Convergence Analysis of Federated Learning Methods Using Backward Error Analysis
Jinwoo Lim, Suhyun Kim, Soo-Mook Moon
TL;DR
This work extends backward error analysis to federated learning, deriving a modified loss (implicit regularizer) that governs the actual gradient flow under finite-step updates. The authors derive explicit forms for FedAvg, FedSAM, and SCAFFOLD, revealing a dispersion term that increases gradient variance and biases updates, and a second-order term that can modulate convergence, especially under multiple local epochs. Empirical results on MNIST, FEMNIST, and CIFAR-10 validate the theory: FedAvg suffers from dispersion-induced bias and sharper minima, while FedSAM and SCAFFOLD mitigate dispersion to varying degrees, with high-order terms limiting variance-reduction benefits in complex models. Overall, the implicit-regularizer lens provides a complementary, intuition-rich perspective on convergence dynamics in non-IID federated learning and guides discussions on variance-reduction strategies and their limitations.
Abstract
Backward error analysis allows finding a modified loss function, which the parameter updates really follow under the influence of an optimization method. The additional loss terms included in this modified function is called implicit regularizer. In this paper, we attempt to find the implicit regularizer for various federated learning algorithms on non-IID data distribution, and explain why each method shows different convergence behavior.
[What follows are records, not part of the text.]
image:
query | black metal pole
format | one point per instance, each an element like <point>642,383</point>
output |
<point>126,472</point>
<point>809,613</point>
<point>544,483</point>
We first show that the implicit regularizer of FedAvg disperses the gradient of each client from the average gradient, thus increasing the gradient variance. We also empirically show that the implicit regularizer hampers its convergence. Similarly, we compute the implicit regularizers of FedSAM and SCAFFOLD, and explain why they converge better. While existing convergence analyses focus on pointing out the advantages of FedSAM and SCAFFOLD, our approach can explain their limitations in complex non-convex settings. In specific, we demonstrate that FedSAM can partially remove the bias in the first-order term of the implicit regularizer in FedAvg, whereas SCAFFOLD can fully eliminate the bias in the first-order term, but not in the second-order term. Consequently, the implicit regularizer can provide a useful insight on the convergence behavior of federated learning from a different theoretical perspective.